Alistair Darling has made clear that he will not cut spending now as the economy slows to recession, but will try to bring forward capital spending and "reprioritise" current expenditure on areas that support the economy or protect people from the downturn.
As the £115 million a week net Britain hands to the audit-failing EU falls into neither of these priority categories, when will Mr Darling be heading to Brussels to break the bad news that their huge weekly cheque has been "reprioritised"?
A range of government departments including Work & Pensions, Revenue & Customs, the Ministry of Defence and the Foreign Office already face sharp real-term cuts in their budgets.
Latest spending plans squeezed virtually all government departments to protect health, education and law & order, which themselves received lower rises than in previous years.

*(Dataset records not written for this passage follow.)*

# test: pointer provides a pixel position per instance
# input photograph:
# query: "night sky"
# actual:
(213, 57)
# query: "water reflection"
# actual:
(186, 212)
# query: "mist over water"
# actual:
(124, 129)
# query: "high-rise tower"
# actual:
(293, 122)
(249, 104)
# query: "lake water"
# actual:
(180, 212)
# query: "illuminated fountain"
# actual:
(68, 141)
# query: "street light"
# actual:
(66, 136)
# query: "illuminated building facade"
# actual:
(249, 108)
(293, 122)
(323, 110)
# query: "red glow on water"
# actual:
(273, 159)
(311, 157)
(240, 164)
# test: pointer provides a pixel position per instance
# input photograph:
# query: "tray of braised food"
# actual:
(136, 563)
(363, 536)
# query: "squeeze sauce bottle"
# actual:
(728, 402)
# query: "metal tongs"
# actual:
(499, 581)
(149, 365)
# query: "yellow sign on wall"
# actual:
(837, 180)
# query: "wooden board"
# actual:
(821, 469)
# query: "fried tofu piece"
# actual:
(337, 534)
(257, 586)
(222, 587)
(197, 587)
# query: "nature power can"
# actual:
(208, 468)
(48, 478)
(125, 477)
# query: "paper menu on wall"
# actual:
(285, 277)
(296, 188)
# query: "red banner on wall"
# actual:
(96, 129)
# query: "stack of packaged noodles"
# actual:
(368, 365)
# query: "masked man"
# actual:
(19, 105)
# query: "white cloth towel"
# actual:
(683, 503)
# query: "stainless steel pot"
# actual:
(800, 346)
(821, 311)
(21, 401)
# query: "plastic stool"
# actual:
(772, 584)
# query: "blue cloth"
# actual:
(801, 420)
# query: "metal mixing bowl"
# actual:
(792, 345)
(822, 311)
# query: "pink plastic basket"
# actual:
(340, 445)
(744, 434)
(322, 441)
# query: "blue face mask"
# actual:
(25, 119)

However it will be beyond 2010 - after the next general election - when the real pain will be felt.
"What has happened recently will leave a permanent scar on the economy," said Ray Barrell of the National Institute of Economic and Social Research.
"After the dust has settled, all governments will have to give serious thought to the level of public services that they want."
However not all the pain may be taken by public services. Some of it could well come from tax rises.
In the current economic turmoil, the billions of pounds a year Britain lavishes on the wasteful and fraud-ridden EU is looking less and less sustainable. As public finances tighten, the government needs to act urgently to redirect these huge amounts to more productive purposes.